Now that photography has returned in full force, parts of me are different. I feel more confident and easy in my work. Going to a photo shoot holds a new layer of joy and pleasure because when I am taking pictures I'm centered in myself. I feel fulfilled and creative and free. My time with my daughter is beautiful and precious, but work now feels like a different kind of gift that I give to myself and get to share with others. Like this sweet family...
I actually first photographed this crew around 3.5 years ago. It was a freezing winter day, New Years Day, to be exact. We expected this photoshoot in early July to have a whole different summery energy. And then the day came and it was windy and chilly and spitting rain off and on. And so, again, we huddled inside between pictures and embraced wild hair and warm snuggles. As I've learned, imperfect is so, so beautiful when you hold it tenderly.
Just to be clear, these pictures were not shot on film. But it is the first session I delivered in my new editing style. Because I have been playing with the look of my images and bringing out more of the qualities I love in film - qualities I have found deep inside myself. And the look of my images (my editing style) has shifted to meet my heart and landed somewhere new.
I am still drawn to bright, vivid colors - deep blues and rich reds and vibrant greens. I still want your skin to look luminous, glowing from within by the light that is you. I still want my work to feel timeless, like a classic film stock, something your grandchildren will see as beautiful truth rather than a fad of the moment. But it's a little softer now, a little wilder, a little deeper, a little less perfect. And I love it with my whole heart.

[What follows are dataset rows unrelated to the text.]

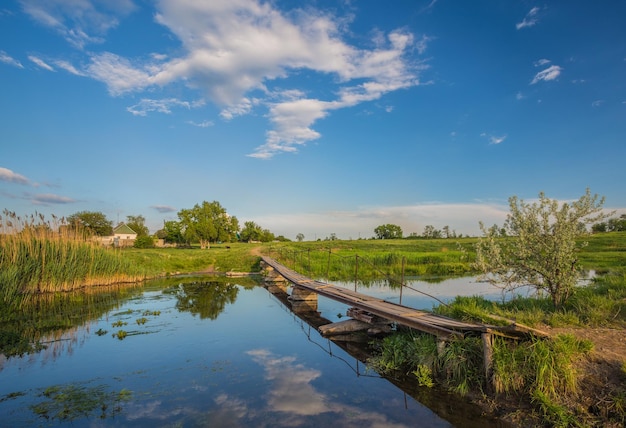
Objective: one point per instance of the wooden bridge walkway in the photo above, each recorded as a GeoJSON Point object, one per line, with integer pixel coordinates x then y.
{"type": "Point", "coordinates": [441, 326]}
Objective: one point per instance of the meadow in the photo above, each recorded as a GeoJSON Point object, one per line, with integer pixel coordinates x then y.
{"type": "Point", "coordinates": [39, 258]}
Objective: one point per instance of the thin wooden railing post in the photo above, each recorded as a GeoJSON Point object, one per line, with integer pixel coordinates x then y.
{"type": "Point", "coordinates": [488, 356]}
{"type": "Point", "coordinates": [356, 271]}
{"type": "Point", "coordinates": [402, 283]}
{"type": "Point", "coordinates": [330, 250]}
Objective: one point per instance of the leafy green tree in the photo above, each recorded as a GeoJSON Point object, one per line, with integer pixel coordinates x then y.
{"type": "Point", "coordinates": [388, 231]}
{"type": "Point", "coordinates": [431, 233]}
{"type": "Point", "coordinates": [613, 225]}
{"type": "Point", "coordinates": [138, 224]}
{"type": "Point", "coordinates": [206, 223]}
{"type": "Point", "coordinates": [541, 245]}
{"type": "Point", "coordinates": [172, 232]}
{"type": "Point", "coordinates": [617, 224]}
{"type": "Point", "coordinates": [251, 232]}
{"type": "Point", "coordinates": [93, 221]}
{"type": "Point", "coordinates": [144, 241]}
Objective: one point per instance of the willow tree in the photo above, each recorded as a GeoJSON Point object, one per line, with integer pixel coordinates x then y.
{"type": "Point", "coordinates": [208, 222]}
{"type": "Point", "coordinates": [540, 245]}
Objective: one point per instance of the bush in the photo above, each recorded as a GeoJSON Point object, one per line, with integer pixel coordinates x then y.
{"type": "Point", "coordinates": [144, 242]}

You can't unstick a photographer from their editing style. You choose them for who they are, but also how their images make you feel. So a change, even one that many people may not consciously notice, feels like a big deal. I talked with my husband about my excitement and my fears around shifting something that is so much a part of who I am and the work I create. He told me "It's natural for you to change and grow as a person and as an artist. You don't need to feel bad or scared about that." (He can be pretty wise sometimes.)